La droite n’est-elle pas tombée dans un piège tendu pour la ringardiser ?
C’est surtout un piège pour l’opinion française. On a fait dériver le débat national. Quand on perd un millier d’emplois par jour, je ne suis pas persuadé que la préoccupation essentielle concerne la possibilité pour quelques couples homosexuels de se marier.

La création d’une grande métropole autour de Marseille est repoussée. Vous comptez parmi les rares élus qui le regrettent…
Entre les communes, les intercommunalités, le département, la région, les compétences se chevauchent en permanence. Une métropole permettrait de mettre de l’ordre dans les mille-feuilles et de développer le territoire. Un exemple : demain, dans 20 ans, il n’y aura plus de pétrochimie sur les rives de l’étang de Berre. La métropole pourrait être un outil pour réfléchir à comment faire émerger un pôle dédié aux énergies renouvelables.

Que dites-vous à Maryse Joissains qui affirme qu’Aix-en-Provence n’a pas vocation à secourir les pauvres marseillais ?
La métropole n’est pas destinée à s’appauvrir au bénéfice de Marseille.
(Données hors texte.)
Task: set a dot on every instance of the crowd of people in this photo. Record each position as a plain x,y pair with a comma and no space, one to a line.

Si cela marche à Nice, Lyon ou Barcelone, pourquoi pas chez nous ?

En mars, de Sylvie Andrieux à Jean-Noël Guérini en passant par Jean-David Ciot, des élus socialistes sont convoqués devant la justice. Y a-t-il un problème local au PS ?
Il a un véritable problème que les leaders nationaux du parti ont dénoncé. Il faudrait restructurer tout ça dans un esprit de transparence et d’honnêteté.

On vous entend pourtant peu sur les affaires ?
Je regrette ce spectacle. Il est difficile de s’exprimer tant que les affaires ne sont pas jugées par respect pour la présomption d’innocence. Je regrette que la justice n’aille pas plus vite. J’aimerais, concernant Jean-Noël Guérini par exemple, qu’elle tranche pour savoir où on en est.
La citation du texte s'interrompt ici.